Why would a pro-life pregnancy center or pro-life anything hire anyone who supports abortion? I agree with Evergreen that having an employee “undermines its anti-abortion message.”
Well, the United States District Court Northern District of New York disagreed and dismissed all claims. The court found the burden on expressive association rights as “incidental.”

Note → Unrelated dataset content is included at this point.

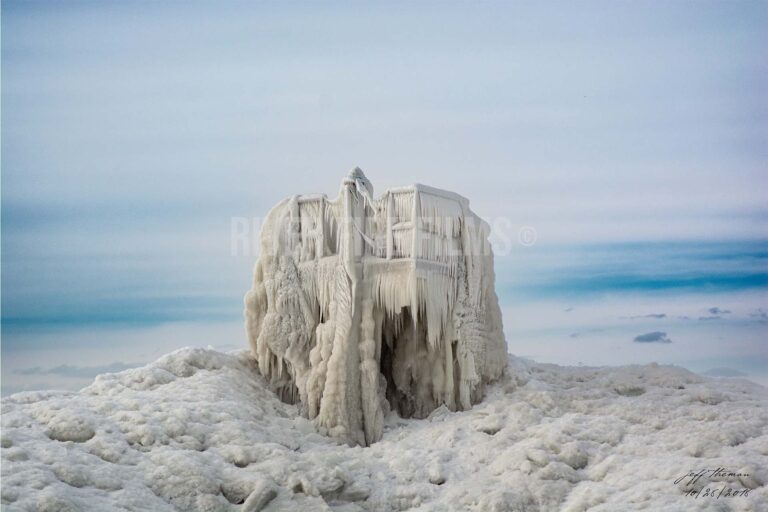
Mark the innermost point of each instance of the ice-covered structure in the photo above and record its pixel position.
(363, 304)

The Second Court found it “severe”:
The district court here declined to apply strict scrutiny because it decided that the burden on Evergreen’s expressive association rights was incidental rather than severe. That determination was erroneous. After weighing all reasonable inferences in Evergreen’s favor, we conclude that Evergreen plausibly alleged that § 203-e imposes severe burdens on Evergreen’s right to freedom of expressive association. The statute forces Evergreen to employ individuals who act or have acted against the very mission of its organization. Evergreen alleged that it “provides counseling, education,” and “information to … women during their decision-making processes in an untimely pregnancy” and that it provides such counseling “from a life-affirming, abstinence promoting perspective only.” J. App’x 49- 50. To that end, Evergreen “hires or retains only personnel” who “effectively convey” its “mission and position regarding ‘reproductive health decisions.’” Id. at 50. The right to expressive association allows Evergreen to determine that its message will be effectively conveyed only by employees who sincerely share its views. To decide whether someone holds certain views—and therefore would be a reliable advocate—Evergreen asks whether that person has engaged or will engage in conduct antithetical to those views. Evergreen has plausibly alleged that, by foreclosing Evergreen’s ability to reject employees whose actions suggest that they believe the opposite of the message it is trying to convey, § 203-e severely burdens Evergreen’s First Amendment right to freedom of expressive association.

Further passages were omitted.